Abstract

The ability of cells to sense and respond to environmental cues is critical for survival. Cells integrate environmental cues to regulate the synthesis and degradation of second messengers, which mediate many essential processes in archaea, eubacteria, and eukaryotes. Cyclic dinucleotides, such as c-di-GMP, c-di-AMP and cGAMP, are newly discovered second messengers in all the three domains of life. In Gram-negative, Gram-positive bacteria and mycobacteria, cyclic dinucleotides orchestrate a dizzying array of processes that include biofilm formation, virulence factors production, cell wall remodeling and antibiotic resistance. Cyclic dinucleotides also affect mammalian cells, particularly immune cells, and play important roles related to inflammation, T-cell maturation and antigen presentation.
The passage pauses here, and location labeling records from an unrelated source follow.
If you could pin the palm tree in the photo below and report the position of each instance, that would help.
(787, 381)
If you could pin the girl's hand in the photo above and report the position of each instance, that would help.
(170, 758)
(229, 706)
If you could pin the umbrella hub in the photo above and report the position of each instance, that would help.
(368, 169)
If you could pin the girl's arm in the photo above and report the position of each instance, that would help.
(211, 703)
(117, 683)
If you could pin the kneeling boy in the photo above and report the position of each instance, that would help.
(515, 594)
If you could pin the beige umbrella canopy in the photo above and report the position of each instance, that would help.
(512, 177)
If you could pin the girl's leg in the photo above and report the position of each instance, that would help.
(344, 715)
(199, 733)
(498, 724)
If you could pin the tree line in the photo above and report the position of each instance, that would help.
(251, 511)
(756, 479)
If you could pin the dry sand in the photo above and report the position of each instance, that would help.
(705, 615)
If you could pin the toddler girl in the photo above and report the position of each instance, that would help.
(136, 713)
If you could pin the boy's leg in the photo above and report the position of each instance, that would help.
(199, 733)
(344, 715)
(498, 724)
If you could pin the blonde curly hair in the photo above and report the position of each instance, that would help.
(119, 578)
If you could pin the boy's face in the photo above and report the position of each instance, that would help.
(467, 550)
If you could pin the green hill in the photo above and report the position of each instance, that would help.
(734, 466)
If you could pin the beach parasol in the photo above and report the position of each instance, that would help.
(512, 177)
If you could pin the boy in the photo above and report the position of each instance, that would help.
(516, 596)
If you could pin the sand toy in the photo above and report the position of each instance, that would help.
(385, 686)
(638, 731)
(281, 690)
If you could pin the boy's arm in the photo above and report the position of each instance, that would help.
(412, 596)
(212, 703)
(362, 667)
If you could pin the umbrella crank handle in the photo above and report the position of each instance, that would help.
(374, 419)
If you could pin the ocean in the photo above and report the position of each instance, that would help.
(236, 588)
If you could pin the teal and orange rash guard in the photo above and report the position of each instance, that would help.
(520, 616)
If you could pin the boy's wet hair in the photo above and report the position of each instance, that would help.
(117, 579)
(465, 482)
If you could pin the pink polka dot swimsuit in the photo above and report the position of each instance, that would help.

Due to the essential roles played by these fascinating second molecules, there are now intense research efforts to identify macromolecular targets in the cell that sense these molecules. Recently, the activation of immune response to cyclic dinucleotides (CDNs) via STING has come to the forefront. Many drug companies have initiated programs aimed at identifying activators or inhibitors of STING as cancer immunotherapy and anti-inflammatory agents respectively. Accumulating evidences indicate that CDNs remodel many key cellular processes via non-STING-TBK1-IRF3 pathways but the exact mechanisms or key players that respond to CDNs remain to be elucidated. Using chemical biology approaches (chemical probes and proteomics), the Sintim group has identified various pathways (non-STING-TBK1-IRF3), which are regulated by cyclic dinucleotides.